スパの悪夢

作者:八幡

●スパ
 とある大型SPA施設。
 そのスパには女性専用のエリアもあり、幼女からお年を召した女性までがのびのびと温水に浸かったりマッサージ機的なもので身をほぐしたりクールダウンのために冷たく甘いものを飲んだりしていた。
 だが、そんなお楽しみ中の女性たちの真下……つまりは床から不意ににょろにょろしたものが生えてきて、
「げーはっはっは! オンナ! オンナァ!」
 にょろにょろしたものの先に在る本体、つまりはオークが下衆な笑いを上げながら20体ほど現れる。
 そしてオークたちは何が起きたのか理解できずに固まっている女性たちをにょろにょろした触手で捕まえ……ようやく事態を理解した女性たちは悲鳴を上げて逃げ始めた。
「キャッ……リリース!」
 だが、この状況で簡単に逃げ切れる訳もなく女性たちは次々とオークに捕まるが、触手で掴んだ女性が微妙に15歳以下に見えたのを確認したオークはそっとその子を置いて別の得物を探し出した。
 それからなんやかんやで若くて健康そうな女性を20名以上確保したオークたちは、
「サァ、野郎どもガンバってはんしょくはんしょくぅ」
 パンパンと手を叩くとハッスルハッスルしだしたのだった。

●悪夢
「大変だよ! 温泉施設にオークが現れるんだよ!」
 小金井・透子(シャドウエルフのヘリオライダー・en0227)はケルベロスたちの前に現れると、大変大変と主張する。
「オークたちは魔空回廊から現れて女の人たちを連れて行っちゃうんだよ!」
 そう言って、連れていかれた後どうなるかを想像したのか透子は身震いするように自分の体を抱える。
 連れていかれることが分かっているのならば、先に避難させておけば……と思うかもしれないが、
「オークは沢山女の人が居るところに出てくるから、先に避難してもらうと予知が変わっちゃうんだよ……だから、出て来たところを叩くしかないんだ」
 そんな目をしていたケルベロスの視線に気づいたのか、小さく身震いしながらも透子は答える。
「あと、戦いになった後に女の人が残っていたら、オークがその女の人にいたずらしようとするかもしれないから、オークが出てきた後に早く非難させてあげてね」
 悪戯と言うと文字通り悪戯だろうが……あの触手で触れられるのは嫌に違いないんだよと透子は首を振った。
 それから、いつまでも触手にいやいやしていても仕方がないと気を取り直した透子が説明を始める。
「温泉施設はとても広くて、50人くらいは入れるんだよ。

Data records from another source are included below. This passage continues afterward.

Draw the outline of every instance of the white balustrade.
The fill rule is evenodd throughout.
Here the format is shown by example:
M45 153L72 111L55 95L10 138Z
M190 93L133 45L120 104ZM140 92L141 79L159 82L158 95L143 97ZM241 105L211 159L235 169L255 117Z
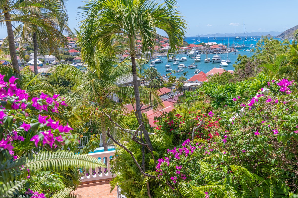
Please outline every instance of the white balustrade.
M112 158L115 153L115 151L111 151L103 152L98 152L89 153L88 155L96 158L97 159L100 158L100 160L104 164L105 160L106 160L107 165L106 167L102 167L101 168L101 173L99 174L98 172L100 169L98 167L95 168L95 172L94 173L93 172L92 168L91 167L87 168L86 169L86 172L83 173L83 175L82 178L82 182L85 183L86 182L91 182L96 180L104 180L111 179L112 178L112 174L111 173L111 165L110 161L111 159ZM107 173L105 173L105 169L107 168ZM88 175L88 176L87 176Z

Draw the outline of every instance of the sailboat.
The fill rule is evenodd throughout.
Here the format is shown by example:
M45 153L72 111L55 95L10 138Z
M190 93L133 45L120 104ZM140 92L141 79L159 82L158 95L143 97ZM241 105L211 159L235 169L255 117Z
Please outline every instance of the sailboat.
M204 59L204 62L205 63L209 63L209 62L210 62L210 58L208 58L208 49L207 49L207 51L206 52L206 58Z
M197 41L198 42L201 42L201 41L200 40L200 36L199 36L199 39L198 40L198 37L197 37Z
M244 33L244 22L243 22L243 44L242 45L237 45L235 47L236 49L239 49L242 50L242 49L245 49L249 48L249 47L248 46L246 46L244 44L244 42L245 40L245 35ZM239 49L240 48L240 49Z
M226 54L226 62L227 63L231 63L231 61L229 59L229 47L230 44L229 43L230 38L228 39L228 53Z

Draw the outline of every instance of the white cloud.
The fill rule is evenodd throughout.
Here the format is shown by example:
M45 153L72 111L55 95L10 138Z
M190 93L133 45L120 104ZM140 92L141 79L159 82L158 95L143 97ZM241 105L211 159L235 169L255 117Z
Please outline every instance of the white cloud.
M239 25L239 24L238 23L231 23L229 24L230 26L238 26Z

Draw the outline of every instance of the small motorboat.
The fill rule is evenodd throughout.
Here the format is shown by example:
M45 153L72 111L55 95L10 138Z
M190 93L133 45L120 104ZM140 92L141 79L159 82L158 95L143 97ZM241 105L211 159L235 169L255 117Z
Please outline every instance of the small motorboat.
M182 72L184 71L184 69L179 69L178 70L176 70L175 71L176 71L176 73L179 73L179 72Z
M155 63L154 62L151 62L149 65L149 66L150 67L155 67Z
M184 67L185 66L185 65L184 64L180 64L178 66L178 68L179 69L180 68L184 68Z
M194 68L196 68L198 67L198 65L195 65L194 64L191 64L188 66L188 68L189 69L193 69Z
M198 74L200 73L200 69L195 69L195 71L194 73L195 74Z
M223 60L221 61L221 64L219 64L219 65L224 67L227 67L229 65L229 64L226 63L226 61L225 60Z
M172 71L172 67L168 67L167 69L166 69L166 72L171 72Z

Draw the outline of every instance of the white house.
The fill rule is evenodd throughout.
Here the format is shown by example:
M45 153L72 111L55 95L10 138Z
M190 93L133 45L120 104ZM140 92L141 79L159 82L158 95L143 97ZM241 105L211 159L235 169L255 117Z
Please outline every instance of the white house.
M30 54L29 56L30 56L30 60L34 59L34 54L32 53ZM46 63L52 63L52 62L55 60L57 58L52 55L41 55L37 57L37 59L43 59Z
M69 53L69 55L72 56L76 56L78 53L81 53L80 52L79 52L77 50L74 50L74 49L69 50L67 51Z

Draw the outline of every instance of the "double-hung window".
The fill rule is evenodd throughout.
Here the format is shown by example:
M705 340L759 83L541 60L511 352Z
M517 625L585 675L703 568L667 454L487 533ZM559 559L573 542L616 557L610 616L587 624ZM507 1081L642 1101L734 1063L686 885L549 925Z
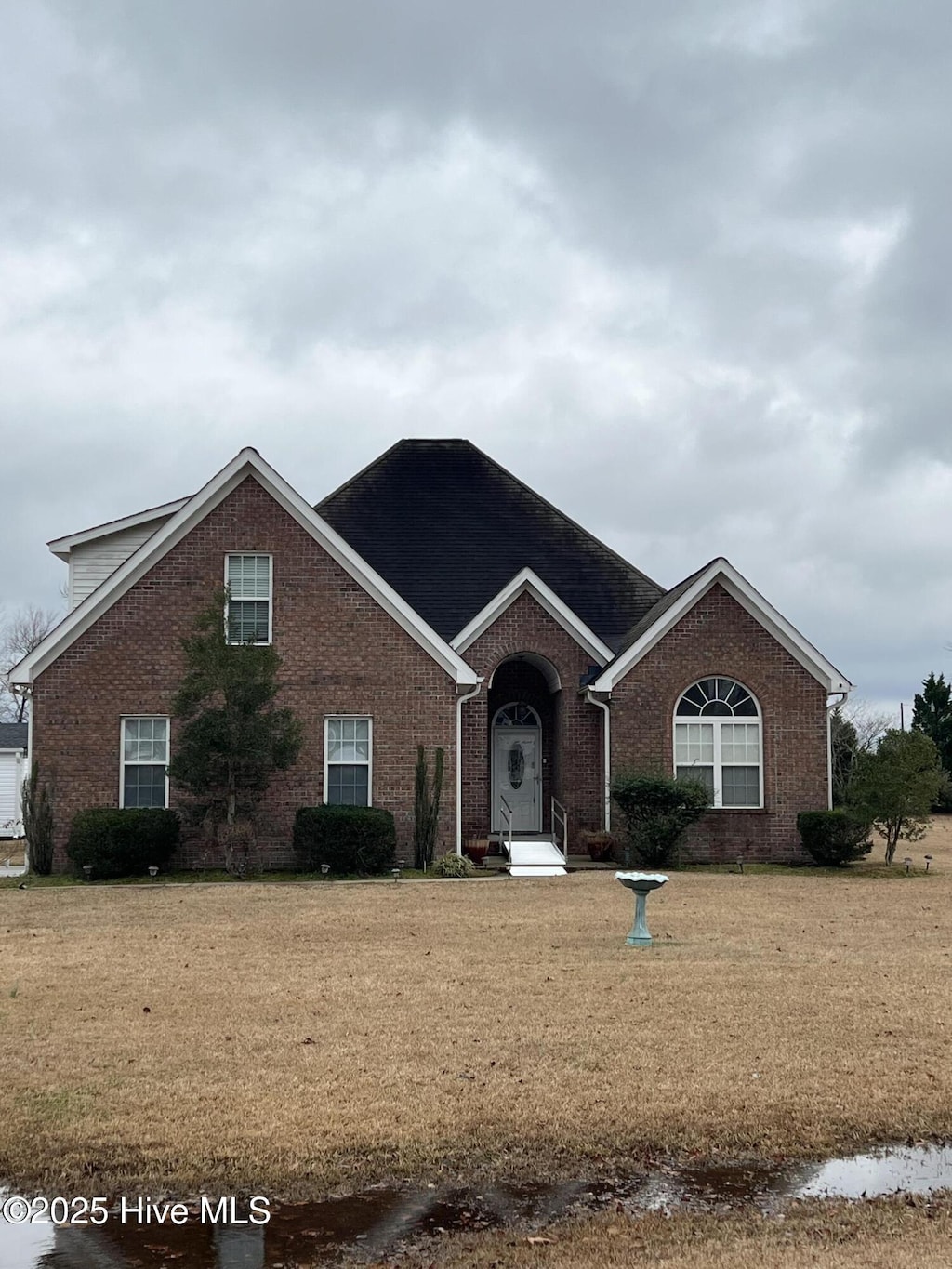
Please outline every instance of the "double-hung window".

でも女の人たちが最初に30人くらいいて、その後オークが20体出てくるから……」
 収容50人と言うとかなりの大きさだが……それでも施設もうパンパンのようだ。
 そこにさらにケルベロスたちが踏み込むとなると、結構なわちゃわちゃになるだろう。
「大きな出口が1つだけだから、逃げてもらうときはそこを通ってもらうしかないんだよ。だから……何とかがんばってね!」
 それは逃げてもらうときに体がぶつかるかもしれないなぁと考えていたケルベロスたちに透子は申し訳なさそうに付け加えた。
 急いで逃げてもらいたい状況で出口が1つはなかなかな状況だ。
 幸いオークの目的は女性をさらって繁殖することなので、一般人の女性に危害は加えないだろう。悪戯はするけど。
「このオークたちは強くは無いんだけど数が多いから注意してね。それと、みんながオークたちの前に立てばオークは先にみんなを狙ってくるんだよ」
 どうしたものかと思案するケルベロスたちに透子はケルベロスがオークたちの目に留まれば、オークたちは先にケルベロスを排除しようと付け加えた。
 後からゆっくり吟味したいから先に邪魔ものを始末しようとかそんな腹だろう。
「オークみたいなのはオンナのテキって言うんだよね! 絶対殲滅してきてね!」
 それから透子は両手の拳を握り締めてケルベロスたちに後のことを任せ、
「おう、きっちり女湯を覗……オークどもを倒してきてやるぜ!」
 藤守・大樹(灰狼・en0071)はニヒルに笑ってみせた。


参加者
深月・雨音(夜行性小熊猫・e00887)
片白・芙蓉(兎頂天・e02798)
アルレイナス・ビリーフニガル(ジャスティス力使い・e03764)
カテリーナ・ニクソン(忍んでない暴風忍者・e37272)
アイリス・ベルフェゴール(気まぐれ千変万化・e43275)
今波瀬・遥日(春雷・e43300)
胡桃・芽子(徹血儀行・e44423)
卯白・ムームー(初手求婚ラビダビバニー・e47899)

■リプレイ

●待機中
 大型スパ施設……それは温泉付きの遊戯施設のようなもの。
 温泉だけでなく、様々なゲームやくつろぎスペースなどもあるため家族連れや、仲間たちと連れ立って遊びに来ている人も多い。
「ジャスティスドライブ!」
 そんな中、アルレイナス・ビリーフニガル(ジャスティス力使い・e03764)がジャスティス力を加えた超回転の一撃を卓球台に放ち、それを受けたアルレイナスのメイドさんこと衝破弾烈・ペネトレイトが難なく角に弾き返してきた。
 渾身の一撃をあっさりいなされ膝をつくアルレイナスは、まだまだでございますよとペネトレイトから無表情に見下され、
「ぐぬぬぬ、このビッグにゃんこぬいぐるみが取れぬでござる」
 負けてなるものか! と顔を上げれば、その視線の先にはクレーンゲームに夢中になっている、カテリーナ・ニクソン(忍んでない暴風忍者・e37272)の姿……と言うより夢中になりすぎて前のめりになり、スカートの中が丸見えなカテリーナのパンツがあった。
「敵襲に気付かないようなミスはせぬので安心めされよHAHAHA!」
 なんて語っていたカテリーナだったが、敵襲には気づいてもパンツが丸見えなことには気づかなかったようだ。
 もう一勝負でござるよなんてクレーンゲームから目を離さないカテリーナのパンツを見たまま固まったアルレイナスにペネトレイトはやれやれでございますねと頭を振るのだった。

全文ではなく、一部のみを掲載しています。